In a way this emergency seems like a wake-up call; we in the first world have desperately and increasingly needed to change our ways for a while now. The planet has been burning up and we've continued to increase carbon emissions; we've been caught up with bickering over issues that really don't matter; we've been falling out and being uncivil to each other on social media. We've been driven by this bickering into electing leaders who really aren't up to the job. We've been letting health services run down, and we've been creating an economy of zero-hours and self-employment where many of us have no safety net should the work dry up.

Perhaps this health scare will draw our attention and give us the opportunity to do something about these problems, a bit like the old advert that said 'SEX! ...and now that we've got your attention, the local council elections will take place on Monday....'

Because what's really important is becoming crystal clear. Family, and their continued good health. Community, and the support it can offer. Friends and people who will stand by us. Unity in the face of adversity.

I'm seeing the same thing, happening all over the world. People singing on Italian balconies. People in Wuhan vlogging about their experiences. People in Glasgow forming community groups to provide resilience. Volunteers and donations everywhere. It's really tough, and this is the only way through it.

I for one am facing having a lot more free time, and a lot less money, than anticipated. I'll get by; and the time can be well spent - simple pleasures, and if necessary helping others who may need it.

This river is a kilometre from my flat, and if the birds are singing here, they'll be really going for it down there - I'm going for a walk. 

Stay safe and stay healthy!



Big changes of plans - for all of us I guess. 

Not quite the trip we'd planned... I was all set to head to Lisbon for a long weekend with my sister and brother. Train tickets all the way there to avoid flight shame!

But by 0400 on Thursday morning, en route to St Pancras Station, it was beginning to seem like a really bad idea. Watching the world fall apart on twitter and on news websites. I decided it was irresponsible and foolish to carry on.

We've all lost several hundreds of pounds worth of tickets and reservations but as things have panned out the past three days, it was the right decision.

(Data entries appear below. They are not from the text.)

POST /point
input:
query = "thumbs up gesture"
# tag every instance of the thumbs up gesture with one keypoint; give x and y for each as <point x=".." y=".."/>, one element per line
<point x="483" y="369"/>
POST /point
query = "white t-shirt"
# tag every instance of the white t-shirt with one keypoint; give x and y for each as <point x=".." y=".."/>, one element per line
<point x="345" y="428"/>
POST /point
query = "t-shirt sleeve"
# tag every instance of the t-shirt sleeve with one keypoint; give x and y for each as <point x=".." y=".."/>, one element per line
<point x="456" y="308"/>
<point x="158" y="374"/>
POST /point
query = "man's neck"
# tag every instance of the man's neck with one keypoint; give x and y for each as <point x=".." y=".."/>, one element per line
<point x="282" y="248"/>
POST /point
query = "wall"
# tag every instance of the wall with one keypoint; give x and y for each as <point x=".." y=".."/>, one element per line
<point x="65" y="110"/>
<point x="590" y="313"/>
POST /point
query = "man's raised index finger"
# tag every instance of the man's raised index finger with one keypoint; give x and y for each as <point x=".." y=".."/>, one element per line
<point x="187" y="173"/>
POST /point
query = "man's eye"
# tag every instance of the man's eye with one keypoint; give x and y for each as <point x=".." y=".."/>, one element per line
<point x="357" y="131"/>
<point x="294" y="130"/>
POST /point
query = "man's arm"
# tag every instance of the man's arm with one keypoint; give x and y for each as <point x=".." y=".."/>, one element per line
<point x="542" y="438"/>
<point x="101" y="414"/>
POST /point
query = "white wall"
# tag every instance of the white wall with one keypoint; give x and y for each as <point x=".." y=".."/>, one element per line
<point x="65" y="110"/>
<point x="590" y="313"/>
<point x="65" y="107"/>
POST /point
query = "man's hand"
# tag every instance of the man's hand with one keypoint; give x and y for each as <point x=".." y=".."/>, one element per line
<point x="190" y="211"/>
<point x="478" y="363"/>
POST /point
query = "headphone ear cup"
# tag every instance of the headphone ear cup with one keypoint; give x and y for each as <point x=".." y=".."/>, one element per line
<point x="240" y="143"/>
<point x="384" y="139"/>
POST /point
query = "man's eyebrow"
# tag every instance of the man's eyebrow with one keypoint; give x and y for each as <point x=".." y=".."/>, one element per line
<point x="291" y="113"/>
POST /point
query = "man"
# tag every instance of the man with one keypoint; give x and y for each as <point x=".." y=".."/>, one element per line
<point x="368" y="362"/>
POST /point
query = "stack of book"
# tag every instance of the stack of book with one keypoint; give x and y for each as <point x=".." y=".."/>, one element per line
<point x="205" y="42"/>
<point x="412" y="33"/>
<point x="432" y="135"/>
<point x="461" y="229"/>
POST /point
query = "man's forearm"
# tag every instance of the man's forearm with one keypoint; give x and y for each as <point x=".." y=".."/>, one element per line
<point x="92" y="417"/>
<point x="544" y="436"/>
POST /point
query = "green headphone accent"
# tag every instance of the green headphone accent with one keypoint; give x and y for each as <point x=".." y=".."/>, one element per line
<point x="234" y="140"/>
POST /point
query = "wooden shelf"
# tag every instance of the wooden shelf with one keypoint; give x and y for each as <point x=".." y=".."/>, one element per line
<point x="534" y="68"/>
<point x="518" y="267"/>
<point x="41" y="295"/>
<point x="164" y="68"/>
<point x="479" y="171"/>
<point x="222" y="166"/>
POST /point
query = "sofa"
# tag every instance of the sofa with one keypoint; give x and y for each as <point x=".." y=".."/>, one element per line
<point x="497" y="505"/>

It's becoming clear that 2020 is not going to be about success, but about survival. Watching the gigs and events get cancelled one by one, chalking off almost all March's income. Wondering how deeply I can cut my wage and survive. Considerations I'm sure all self-employed people are having right now; and I'm aware I'm far from the worst off. Hoping friends are going to be OK. We're going to need our communities like never before.

Washing hands every chance - carrying a bar of soap around with me in case there's none available! I think the avoiding crowds, avoiding contact, and frequent hand-washing is essential - slowing the spread of this virus so much as possible to give the health service breathing space to deal with it when it hits fully.

I'll be back in Glasgow this evening and my lapel emoji says it all!

Wishing health and safety to everyone; we will get through this.